La representante a la Cámara por el Pacto Histórico, Mafe Carrascal, elevó el tono frente a los anuncios del gobierno entrante sobre una eventual reducción del gasto público y puso en el centro del debate un tema que suele quedar relegado cuando se habla de ajuste fiscal: el futuro de la cultura y de quienes la hacen posible. Su mensaje fue claro en una dirección política y social: recortar en ese frente no solo afecta presupuestos, sino también empleos, procesos comunitarios y la capacidad del país para sostener su memoria colectiva.

Según informó infobae colombia, Carrascal advirtió que las nuevas propuestas podrían poner en riesgo la protección laboral de trabajadores y trabajadoras que sostienen la vida cultural en Colombia, un universo que incluye gestores, artistas, técnicos, mediadores, productores, bibliotecarios, talleristas y una larga cadena de oficios muchas veces precarizados. En su crítica, la congresista defendió que la cultura no puede ser tratada como un gasto accesorio ni como una línea fácil de recortar cuando el gobierno busca dar señales de austeridad. Ese planteamiento no es menor en un país donde la informalidad laboral sigue golpeando con fuerza y donde buena parte del sector cultural sobrevive entre contratos cortos, convocatorias inestables y apoyos públicos intermitentes.

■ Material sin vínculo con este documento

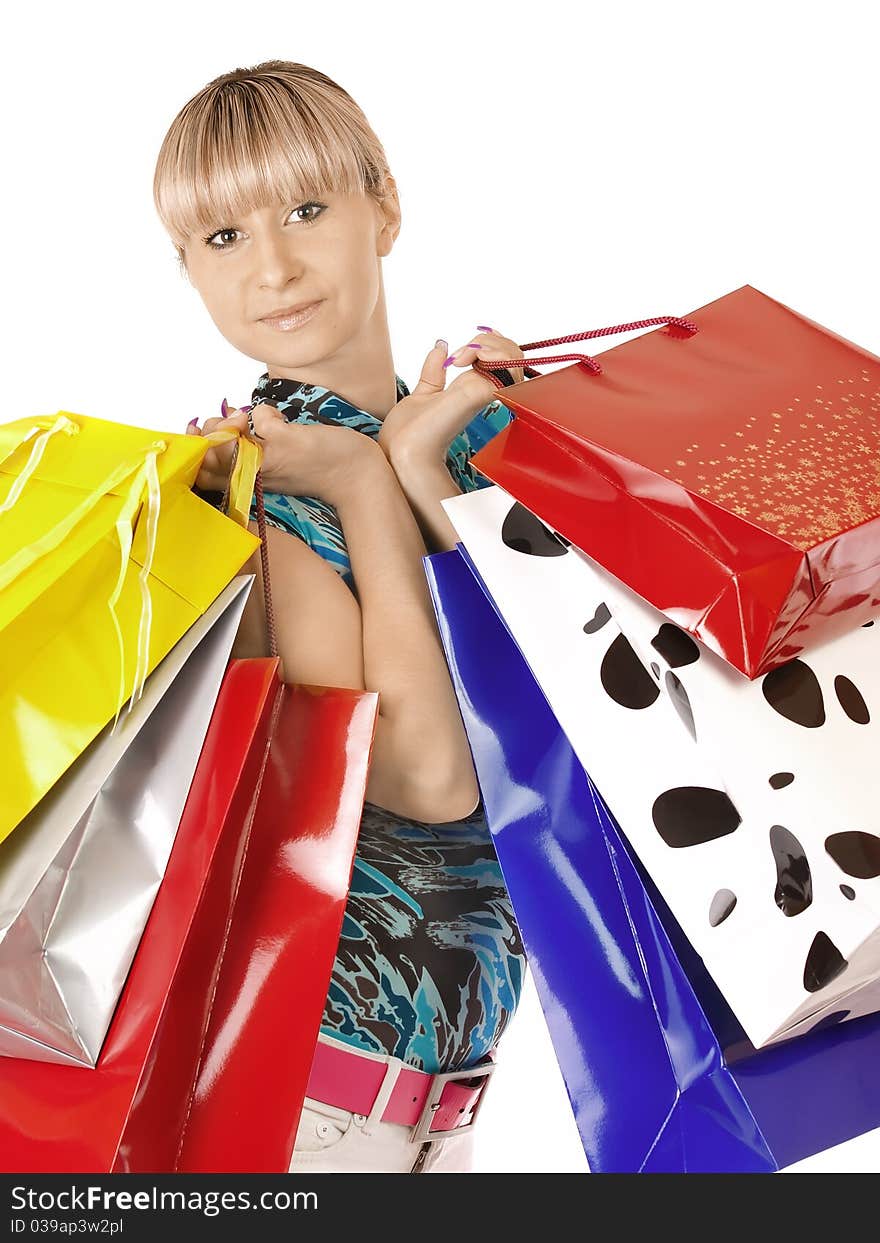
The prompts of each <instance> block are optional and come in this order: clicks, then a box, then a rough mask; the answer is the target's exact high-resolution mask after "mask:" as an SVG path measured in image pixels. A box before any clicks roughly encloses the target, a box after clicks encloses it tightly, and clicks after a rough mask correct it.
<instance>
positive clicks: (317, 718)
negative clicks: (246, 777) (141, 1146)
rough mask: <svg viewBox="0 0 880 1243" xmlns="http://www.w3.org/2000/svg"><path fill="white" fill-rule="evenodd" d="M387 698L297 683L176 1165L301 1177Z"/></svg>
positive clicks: (287, 715)
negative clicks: (373, 761)
mask: <svg viewBox="0 0 880 1243" xmlns="http://www.w3.org/2000/svg"><path fill="white" fill-rule="evenodd" d="M377 704H378V696H377V695H375V694H374V692H369V691H354V690H343V689H336V687H329V686H302V685H297V686H293V685H286V686H285V690H283V696H282V700H281V709H280V713H278V717H277V720H276V722H275V728H273V732H272V737H271V741H270V750H268V762H267V764H266V769H265V773H264V777H262V784H261V788H260V799H259V802H257V805H256V812H255V817H254V828H252V832H251V837H250V842H249V849H247V858H246V860H245V866H244V873H242V880H241V886H240V890H239V894H237V897H236V904H235V914H234V919H232V925H231V931H230V935H229V937H227V941H226V950H225V955H224V960H222V967H221V971H220V978H219V986H218V989H216V993H215V997H214V1004H213V1011H211V1018H210V1024H209V1028H208V1033H206V1038H205V1043H204V1048H203V1054H201V1059H200V1064H199V1070H198V1075H196V1080H195V1085H194V1090H193V1095H191V1111H190V1114H189V1119H188V1124H186V1127H185V1132H184V1139H183V1144H181V1146H180V1151H179V1154H178V1158H176V1163H175V1168H176V1170H178V1171H180V1172H191V1173H199V1172H200V1173H216V1172H226V1173H247V1172H261V1173H282V1172H286V1171H287V1170H288V1166H290V1161H291V1156H292V1154H293V1145H295V1142H296V1132H297V1126H298V1122H300V1112H301V1110H302V1103H303V1099H305V1096H306V1086H307V1083H308V1074H309V1070H311V1065H312V1059H313V1057H314V1048H316V1044H317V1039H318V1030H319V1027H321V1022H322V1019H323V1011H324V1003H326V999H327V991H328V988H329V982H331V973H332V970H333V962H334V958H336V952H337V947H338V942H339V933H341V931H342V921H343V915H344V907H346V900H347V897H348V886H349V883H351V878H352V869H353V866H354V851H355V846H357V838H358V829H359V825H360V817H362V814H363V802H364V794H365V789H367V776H368V758H369V753H370V747H372V740H373V732H374V728H375V720H377Z"/></svg>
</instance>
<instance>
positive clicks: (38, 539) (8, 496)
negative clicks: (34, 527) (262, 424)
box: [0, 414, 262, 733]
mask: <svg viewBox="0 0 880 1243" xmlns="http://www.w3.org/2000/svg"><path fill="white" fill-rule="evenodd" d="M81 430H82V429H81V428H80V425H78V424H77V423H75V421H73V420H72V419H68V418H67V415H65V414H60V415H57V416H52V415H46V416H41V418H39V419H36V420H35V421H34V424H32V425H31V426H30V428H26V429H24V430H22V431H20V433H16V434H15V436H14V438H12V443H11V447H9V445H4V443H2V439H0V454H1V455H2V456H0V465H2V462H5V461H6V460H7V459H9V457H11V455H12V454H14V452H15V451H16V449H19V447H20V446H21V445H24V444H26V443H27V441H29V440H31V439H32V438H34V436H36V440H35V441H34V445H32V447H31V454H30V457H29V459H27V464H26V465H25V469H24V470H22V472H21V475H20V476H19V477H17V479H16V481H15V484H14V485H12V487H11V488H10V492H9V496H7V497H6V500H5V501H4V503H2V505H0V515H1V513H6V512H7V511H9V510H11V508H12V507H14V505H15V503H16V501H17V500H19V497H20V496H21V492H22V490H24V487H25V485H26V484H27V481H29V480H30V479H31V476H32V475H34V472H35V471H36V469H37V466H39V465H40V460H41V459H42V455H44V452H45V449H46V445H47V444H48V440H50V438H51V436H53V435H58V434H60V433H63V434H65V435H68V436H75V435H78V434H80V431H81ZM37 433H41V434H40V435H37ZM229 440H239V452H237V456H236V462H235V469H234V471H232V476H231V480H230V493H229V495H230V503H229V511H227V513H229V517H231V518H232V521H235V522H237V523H239V526H242V527H247V517H249V513H250V507H251V498H252V496H254V485H255V480H256V474H257V471H259V469H260V462H261V461H262V449H261V446H260V445H257V444H255V443H254V441H252V440H247V438H246V436H240V435H239V433H237V431H232V430H231V429H230V430H229V431H224V430H219V431H213V433H209V434H208V435H206V436H203V441H204V444H205V452H206V451H208V449H209V447H210V446H211V445H213V444H215V445H218V444H225V443H226V441H229ZM167 447H168V444H167V441H164V440H154V441H153V443H152V444H150V445H148V446H147V449H145V450H143V452H142V454H139V455H138V456H137V457H132V459H129V460H128V461H126V462H123V464H122V465H119V466H117V467H116V470H113V471H112V472H111V474H109V475H108V476H107V479H104V481H103V482H102V484H101V485H99V486H98V487H97V488H96V490H94V491H93V492H91V493H89V495H88V496H87V497H86V498H85V500H83V501H82V502H81V503H80V505H77V506H76V507H75V508H73V510H72V511H71V512H70V513H67V515H66V516H65V517H63V518H62V520H61V521H60V522H57V523H56V525H55V526H53V527H52V528H51V530H50V531H47V532H46V534H44V536H42V537H41V538H40V539H36V541H35V542H34V543H31V544H27V546H26V547H25V548H20V549H19V551H17V552H16V553H15V554H14V556H12V557H10V558H9V559H7V561H5V562H2V563H1V564H0V590H2V588H4V587H9V584H10V583H12V582H14V580H15V579H16V578H19V577H20V576H21V574H22V573H24V572H25V571H26V569H27V568H29V567H30V566H32V564H34V562H35V561H37V559H39V558H40V557H44V556H46V553H48V552H51V551H52V549H53V548H57V547H58V544H60V543H61V542H62V541H63V539H65V538H66V537H67V536H68V534H70V532H71V531H72V530H73V527H75V526H76V525H77V523H78V522H82V520H83V518H85V517H86V515H87V513H89V512H91V511H92V510H93V508H94V506H96V505H98V502H99V501H102V500H103V497H104V496H107V495H108V493H109V492H111V491H112V490H113V488H114V487H118V486H119V485H121V484H122V482H123V481H124V480H127V479H128V476H129V475H131V476H133V477H132V482H131V485H129V487H128V491H127V493H126V498H124V501H123V505H122V508H121V510H119V515H118V517H117V520H116V531H117V537H118V539H119V574H118V577H117V582H116V587H114V588H113V592H112V593H111V597H109V600H108V602H107V603H108V607H109V612H111V618H112V619H113V628H114V630H116V636H117V644H118V648H119V690H118V694H117V702H118V707H117V710H116V716H114V718H113V728H112V730H111V733H114V732H116V727H117V723H118V721H119V712H121V710H122V704H123V701H124V700H123V696H124V694H126V651H124V641H123V636H122V629H121V626H119V619H118V617H117V613H116V604H117V600H118V599H119V595H121V593H122V588H123V583H124V579H126V571H127V568H128V561H129V557H131V552H132V542H133V532H132V522H133V518H134V513H135V511H137V508H138V506H139V505H140V501H142V496H143V491H144V487H147V516H145V522H147V553H145V557H144V563H143V566H142V567H140V573H139V576H138V577H139V584H140V620H139V623H138V656H137V667H135V674H134V686H133V689H132V696H131V701H129V705H128V712H129V713H131V711H132V709H133V707H134V705H135V704H137V702H138V700H139V699H140V695H142V694H143V687H144V682H145V681H147V670H148V664H149V635H150V625H152V619H153V600H152V597H150V592H149V574H150V569H152V567H153V557H154V553H155V542H157V532H158V523H159V511H160V507H162V488H160V485H159V474H158V470H157V465H155V464H157V459H158V456H159V454H160V452H164V451H165V449H167ZM127 715H128V713H127Z"/></svg>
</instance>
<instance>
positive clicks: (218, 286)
mask: <svg viewBox="0 0 880 1243" xmlns="http://www.w3.org/2000/svg"><path fill="white" fill-rule="evenodd" d="M154 199H155V206H157V210H158V213H159V218H160V220H162V222H163V225H164V226H165V229H167V231H168V232H169V235H170V237H172V240H173V241H174V245H175V249H176V254H178V259H179V262H180V265H181V268H183V270H184V271H185V273H186V275H188V277H189V281H190V282H191V285H193V286H194V287H195V288H196V290H198V292H199V295H200V296H201V298H203V301H204V303H205V307H206V308H208V312H209V314H210V316H211V318H213V319H214V323H215V324H216V327H218V328H219V331H220V332H221V333H222V336H224V337H225V338H226V339H227V341H229V342H230V343H231V344H232V346H234V347H235V348H236V349H240V351H241V352H242V353H245V354H247V357H250V358H254V359H256V360H259V362H261V364H262V365H264V367H265V372H264V374H262V375H261V377H260V378H259V380H257V383H256V387H255V389H254V394H252V398H251V403H250V404H249V405H246V406H242V408H241V409H240V410H230V409H229V408H227V406H226V403H225V399H224V405H222V416H221V418H216V419H209V420H208V421H206V423H205V424H204V426H203V429H201V430H203V431H211V430H214V429H215V428H216V426H219V425H234V426H237V428H239V429H240V430H241V431H242V433H244V434H246V435H255V436H257V438H259V439H260V441H261V444H262V449H264V459H262V479H264V490H265V507H266V518H267V525H268V531H267V542H268V561H270V566H271V573H272V590H273V603H275V612H276V619H277V638H278V655H280V658H281V661H282V669H283V675H285V679H286V680H287V681H291V682H293V681H297V682H312V684H318V685H332V686H351V687H359V689H369V690H374V691H379V692H380V694H379V717H378V725H377V733H375V742H374V748H373V757H372V766H370V773H369V783H368V788H367V802H365V805H364V812H363V819H362V824H360V833H359V840H358V850H357V856H355V865H354V874H353V879H352V886H351V892H349V896H348V901H347V906H346V915H344V922H343V927H342V935H341V938H339V946H338V952H337V958H336V963H334V967H333V973H332V979H331V984H329V992H328V996H327V1003H326V1008H324V1016H323V1022H322V1028H321V1037H319V1040H318V1048H317V1052H316V1062H314V1065H313V1069H312V1078H311V1080H309V1088H308V1095H307V1099H306V1108H305V1109H303V1114H302V1119H301V1122H300V1130H298V1135H297V1140H296V1150H295V1154H293V1161H292V1166H291V1168H292V1170H293V1171H295V1172H296V1171H301V1170H303V1171H328V1172H331V1171H337V1170H360V1171H392V1172H410V1171H413V1172H415V1171H426V1172H429V1171H434V1170H436V1171H442V1170H466V1168H469V1161H470V1149H471V1139H472V1136H471V1131H470V1129H466V1130H462V1131H461V1134H460V1135H451V1136H447V1137H446V1139H439V1140H426V1139H416V1137H415V1136H414V1131H415V1126H414V1124H415V1122H416V1121H418V1117H419V1114H420V1112H421V1116H423V1119H424V1116H425V1114H426V1112H428V1111H430V1104H431V1100H434V1099H435V1098H436V1096H438V1094H439V1093H440V1090H441V1089H442V1096H441V1108H440V1110H439V1111H438V1112H436V1115H435V1116H436V1117H439V1119H445V1121H442V1126H440V1125H438V1124H436V1122H435V1127H434V1129H435V1130H439V1129H452V1127H456V1124H459V1122H465V1124H466V1122H467V1120H469V1119H470V1117H471V1114H472V1110H474V1109H475V1106H476V1104H477V1103H479V1100H480V1095H481V1091H482V1089H484V1086H485V1084H486V1083H487V1079H486V1078H485V1076H474V1078H469V1076H467V1071H469V1070H471V1069H474V1068H475V1066H476V1068H484V1066H486V1065H491V1062H492V1059H493V1053H495V1049H496V1047H497V1044H498V1039H500V1037H501V1034H502V1032H503V1030H505V1028H506V1027H507V1024H508V1022H510V1018H511V1016H512V1014H513V1012H515V1009H516V1006H517V1002H518V998H520V992H521V984H522V975H523V970H525V965H526V960H525V955H523V948H522V941H521V938H520V932H518V929H517V925H516V921H515V919H513V911H512V907H511V902H510V897H508V895H507V890H506V888H505V884H503V880H502V876H501V871H500V868H498V861H497V858H496V855H495V850H493V848H492V843H491V838H490V833H488V829H487V825H486V820H485V814H484V808H482V802H481V798H480V789H479V786H477V781H476V776H475V772H474V766H472V761H471V755H470V748H469V745H467V738H466V735H465V730H464V725H462V721H461V715H460V712H459V707H457V701H456V697H455V692H454V689H452V684H451V680H450V675H449V670H447V666H446V661H445V656H444V650H442V645H441V641H440V636H439V633H438V628H436V621H435V617H434V610H433V605H431V598H430V592H429V589H428V582H426V577H425V573H424V567H423V564H421V558H423V557H424V556H425V553H426V552H438V551H441V549H447V548H452V547H454V544H455V542H456V536H455V530H454V528H452V526H451V523H450V522H449V520H447V517H446V515H445V512H444V510H442V506H441V503H440V501H441V500H442V498H444V497H449V496H455V495H456V493H459V492H462V491H470V490H474V488H476V487H481V486H486V485H487V482H488V481H487V480H485V479H482V477H481V476H479V475H477V472H476V471H475V470H474V467H472V466H471V465H470V457H471V456H472V454H474V452H475V451H476V450H477V449H479V447H480V446H481V445H482V444H485V443H486V441H487V440H488V439H490V438H491V436H492V435H495V434H496V433H497V431H498V430H500V429H501V428H502V426H503V425H505V424H506V423H507V421H508V420H510V418H511V415H510V411H507V410H506V408H505V406H503V405H502V404H501V403H500V401H498V400H492V394H493V393H495V388H493V387H492V384H491V382H490V380H487V379H486V378H485V377H484V375H481V374H480V373H479V372H476V370H474V369H472V367H471V365H470V364H471V363H472V362H474V360H475V359H476V358H477V357H480V358H485V359H498V360H501V359H506V358H507V359H508V358H521V357H522V353H521V351H520V349H518V348H517V346H516V344H515V342H512V341H510V339H508V338H506V337H503V336H502V334H501V333H498V332H497V331H495V329H493V328H491V327H488V326H485V324H480V326H477V328H479V331H477V332H476V333H475V336H474V337H472V338H471V339H470V341H469V342H467V343H465V344H464V346H462V347H461V348H460V349H457V351H456V352H455V353H454V354H451V355H447V348H449V347H447V343H446V342H445V341H438V342H436V344H435V346H434V348H433V349H430V351H429V353H428V357H426V359H425V363H424V365H423V368H421V374H420V377H419V380H418V384H416V385H415V388H414V389H413V390H411V393H410V390H409V389H408V387H406V384H405V383H404V380H403V379H401V378H400V375H398V374H396V372H395V367H394V362H393V355H392V344H390V337H389V329H388V314H387V307H385V292H384V282H383V266H382V260H383V257H384V256H387V255H389V254H390V251H392V247H393V245H394V241H395V239H396V236H398V232H399V230H400V205H399V199H398V193H396V185H395V181H394V178H393V177H392V175H390V173H389V169H388V162H387V158H385V154H384V150H383V148H382V144H380V143H379V140H378V138H377V137H375V134H374V133H373V131H372V128H370V127H369V124H368V123H367V119H365V117H364V114H363V112H362V111H360V109H359V108H358V106H357V104H355V103H354V101H353V99H352V98H351V96H348V94H347V92H346V91H343V88H342V87H339V86H338V85H337V83H336V82H333V81H332V80H331V78H328V77H326V76H324V75H323V73H321V72H318V71H317V70H313V68H309V67H308V66H305V65H298V63H291V62H287V61H267V62H264V63H262V65H257V66H255V67H252V68H240V70H235V71H234V72H231V73H225V75H222V76H221V77H219V78H215V80H214V81H213V82H210V83H208V86H205V87H204V88H203V89H201V91H200V92H199V93H198V94H196V96H194V97H193V98H191V99H190V101H189V103H186V104H185V106H184V108H183V109H181V111H180V113H179V114H178V116H176V117H175V119H174V122H173V123H172V127H170V129H169V132H168V134H167V137H165V139H164V142H163V144H162V149H160V153H159V157H158V163H157V169H155V179H154ZM452 364H454V365H455V367H456V368H462V369H464V370H462V372H461V374H457V375H455V378H454V379H452V382H451V383H450V384H449V385H447V384H446V379H447V377H449V374H450V372H449V367H450V365H452ZM508 378H510V379H511V383H512V382H513V379H521V378H522V372H521V370H517V372H516V373H515V374H513V377H508ZM249 418H250V420H251V421H250V426H249ZM224 419H226V424H224V423H222V420H224ZM188 430H190V431H191V433H199V428H198V420H193V424H191V425H190V428H189V429H188ZM230 465H231V449H230V446H227V445H224V446H221V447H219V449H211V450H209V452H208V454H206V456H205V462H204V466H203V470H201V472H200V475H199V479H198V480H196V486H198V487H199V488H200V490H205V491H208V492H222V490H224V487H225V484H226V480H227V477H229V471H230ZM250 528H251V530H252V531H255V532H256V531H257V525H256V518H255V511H254V510H252V511H251V522H250ZM245 568H246V569H247V571H249V572H254V573H256V576H257V583H256V584H255V589H254V590H252V592H251V595H250V599H249V604H247V609H246V613H245V617H244V619H242V623H241V628H240V631H239V635H237V639H236V646H235V649H234V655H236V656H264V655H267V654H268V635H267V628H266V618H265V608H264V598H262V582H261V569H260V557H259V553H257V554H255V557H254V558H252V559H251V563H249V566H247V567H245ZM377 1063H379V1066H377ZM449 1071H461V1075H460V1078H459V1079H457V1080H455V1081H449V1080H442V1079H440V1080H436V1079H434V1078H433V1076H435V1075H438V1074H442V1073H449ZM377 1075H378V1079H377ZM352 1083H354V1084H359V1085H360V1089H359V1091H358V1093H355V1095H357V1099H358V1103H359V1104H360V1108H362V1110H363V1112H355V1111H354V1110H353V1109H352V1096H351V1095H349V1094H348V1093H349V1091H351V1084H352ZM364 1083H372V1084H373V1088H372V1089H369V1095H368V1098H367V1104H365V1105H364V1104H363V1101H364V1096H363V1084H364ZM378 1083H380V1084H382V1086H380V1088H378V1089H377V1084H378ZM346 1085H349V1086H348V1088H347V1086H346ZM395 1085H396V1091H395V1090H394V1089H395ZM429 1091H433V1095H430V1096H428V1093H429ZM316 1094H319V1095H316ZM426 1096H428V1101H426V1105H425V1106H424V1109H423V1101H424V1100H425V1098H426ZM404 1098H405V1108H404V1106H403V1105H401V1101H403V1099H404ZM414 1103H415V1104H414ZM450 1119H451V1120H450Z"/></svg>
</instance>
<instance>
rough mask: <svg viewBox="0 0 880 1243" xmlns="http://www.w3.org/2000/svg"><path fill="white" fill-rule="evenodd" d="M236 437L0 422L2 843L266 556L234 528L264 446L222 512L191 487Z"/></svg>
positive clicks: (246, 449)
mask: <svg viewBox="0 0 880 1243" xmlns="http://www.w3.org/2000/svg"><path fill="white" fill-rule="evenodd" d="M232 435H234V434H232V433H229V431H218V433H213V434H211V435H209V436H183V435H173V434H170V433H155V431H145V430H143V429H140V428H131V426H127V425H124V424H118V423H109V421H107V420H103V419H94V418H88V416H86V415H80V414H70V413H67V411H63V410H60V411H58V413H57V415H47V416H40V418H35V419H22V420H17V421H15V423H9V424H4V425H0V751H1V752H2V756H4V782H2V788H1V791H0V840H2V839H4V838H5V837H6V835H7V834H9V833H10V832H11V830H12V829H14V828H15V825H16V824H19V823H20V822H21V820H22V819H24V817H25V815H26V814H27V813H29V812H30V810H32V808H34V807H36V804H37V802H39V800H40V799H41V798H42V797H44V794H46V792H47V791H48V789H50V788H51V786H52V784H53V783H55V782H56V781H57V779H58V778H60V777H61V776H62V773H65V772H66V771H67V768H70V766H71V764H72V763H73V761H75V759H76V758H77V756H80V755H81V753H82V752H83V751H85V748H86V747H87V746H88V745H89V742H92V740H93V738H94V737H96V736H97V735H98V733H99V732H101V730H102V728H103V727H104V725H106V723H107V722H108V721H109V720H111V718H113V726H114V728H116V727H117V725H118V718H119V712H121V710H122V705H123V704H124V702H126V700H127V699H129V697H131V706H132V707H133V705H134V704H135V702H137V701H138V699H139V697H140V694H142V691H143V686H144V682H145V679H147V675H148V674H149V672H152V670H153V669H154V667H155V666H157V664H158V663H159V660H162V658H163V656H165V655H167V654H168V653H169V651H170V649H172V648H173V646H174V644H175V643H176V641H178V640H179V639H180V638H181V636H183V634H184V633H185V631H186V630H188V629H189V628H190V626H191V625H193V623H194V621H195V620H196V619H198V618H199V617H200V615H201V614H203V613H204V612H205V610H206V609H208V607H209V605H210V604H211V603H213V602H214V600H215V599H216V597H218V595H219V593H220V592H221V590H222V588H224V587H226V584H227V583H229V582H230V579H231V578H232V577H234V576H235V574H236V573H237V572H239V571H240V569H241V567H242V564H244V563H245V562H246V559H247V558H249V557H250V554H251V553H252V552H254V549H255V548H256V547H259V539H257V537H256V536H255V534H252V533H251V532H250V531H249V530H247V522H246V516H245V518H244V522H242V521H241V518H240V517H236V516H237V515H239V510H240V508H241V500H242V497H245V496H246V497H247V498H250V496H251V492H252V488H254V472H255V470H256V457H255V454H256V451H257V450H259V446H257V445H252V444H250V443H247V444H249V447H247V449H246V450H245V451H244V452H242V454H241V459H240V465H239V467H237V469H239V474H237V476H236V479H235V480H234V505H232V512H231V513H230V516H226V515H224V513H220V512H219V511H218V510H216V508H214V507H213V506H210V505H208V503H206V502H205V501H203V500H200V498H199V497H198V496H195V493H194V492H193V491H191V485H193V482H194V480H195V477H196V475H198V471H199V467H200V465H201V460H203V459H204V455H205V452H206V451H208V449H209V447H211V445H214V444H220V443H221V441H222V440H226V439H229V438H230V436H232ZM144 495H145V500H142V497H144ZM232 517H236V521H231V518H232ZM194 544H198V547H199V557H198V558H194V557H193V556H191V548H193V546H194ZM114 712H116V717H114Z"/></svg>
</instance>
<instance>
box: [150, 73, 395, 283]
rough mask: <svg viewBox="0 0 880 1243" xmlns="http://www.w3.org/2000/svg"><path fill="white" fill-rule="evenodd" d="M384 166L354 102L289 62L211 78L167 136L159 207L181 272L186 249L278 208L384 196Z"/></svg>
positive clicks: (183, 266)
mask: <svg viewBox="0 0 880 1243" xmlns="http://www.w3.org/2000/svg"><path fill="white" fill-rule="evenodd" d="M388 177H389V168H388V159H387V157H385V152H384V149H383V145H382V143H380V142H379V139H378V138H377V135H375V133H374V132H373V129H372V128H370V126H369V123H368V121H367V117H365V116H364V114H363V112H362V111H360V108H359V107H358V104H357V103H355V102H354V99H353V98H352V97H351V94H348V92H347V91H344V89H343V88H342V87H341V86H339V85H338V83H337V82H334V81H333V80H332V78H329V77H327V75H326V73H321V72H319V71H318V70H314V68H311V67H309V66H308V65H298V63H296V62H293V61H262V62H261V63H260V65H255V66H252V67H250V68H236V70H232V71H231V72H230V73H224V75H221V77H216V78H214V80H213V81H211V82H209V83H208V86H205V87H203V88H201V91H199V93H198V94H195V96H193V98H191V99H190V101H189V103H186V104H184V107H183V108H181V109H180V112H179V113H178V114H176V117H175V118H174V121H173V122H172V126H170V128H169V131H168V133H167V134H165V138H164V139H163V143H162V148H160V150H159V155H158V159H157V164H155V174H154V177H153V201H154V204H155V209H157V211H158V214H159V219H160V220H162V224H163V226H164V227H165V230H167V232H168V234H169V235H170V237H172V241H173V242H174V246H175V250H176V252H178V262H179V265H180V268H181V271H185V266H186V265H185V257H184V246H185V244H186V242H188V241H189V239H190V237H191V236H193V235H194V234H200V235H205V234H208V232H209V231H211V230H216V229H219V227H222V225H224V222H225V221H229V220H234V219H235V218H236V216H241V215H246V214H247V213H250V211H254V210H256V209H257V208H260V206H266V205H268V204H271V203H275V201H282V203H291V205H292V206H293V205H298V204H300V203H302V201H303V200H305V199H307V198H313V196H317V195H319V194H321V193H322V191H337V193H343V194H357V193H365V194H370V195H373V198H375V199H377V200H378V201H379V200H382V198H383V195H384V193H385V185H387V179H388Z"/></svg>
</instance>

El debate que abre Carrascal toca una tensión clásica en Colombia: cómo equilibrar el ajuste fiscal con la obligación estatal de sostener sectores que no siempre producen réditos inmediatos, pero sí beneficios de largo plazo. En épocas de recorte, la cultura suele ser una de las primeras áreas en quedar expuesta, aunque su impacto vaya mucho más allá de los escenarios, los museos o las bibliotecas. Allí se forman ciudadanía, identidad y tejido social, especialmente en territorios donde el Estado llega tarde o llega poco. Por eso la discusión importa no solo para artistas o gestores, sino para cualquier comunidad que dependa de programas culturales como espacio de inclusión, formación y construcción de paz.

La advertencia de la congresista también deja una pregunta de fondo sobre el rumbo del nuevo gobierno: si la promesa de austeridad termina descargándose sobre sectores que ya operan con recursos limitados, el costo político y social puede ser alto. En un país que ha discutido durante años la necesidad de reconocer la cultura como un derecho y no como un lujo, el choque entre disciplina fiscal y protección de la vida cultural anticipa una pelea más amplia sobre qué tipo de Estado quiere construirse. Y, como suele ocurrir en estos debates, lo que se decida en Bogotá terminará sintiéndose en los territorios, donde la cultura no es un ornamento: es trabajo, pertenencia y supervivencia.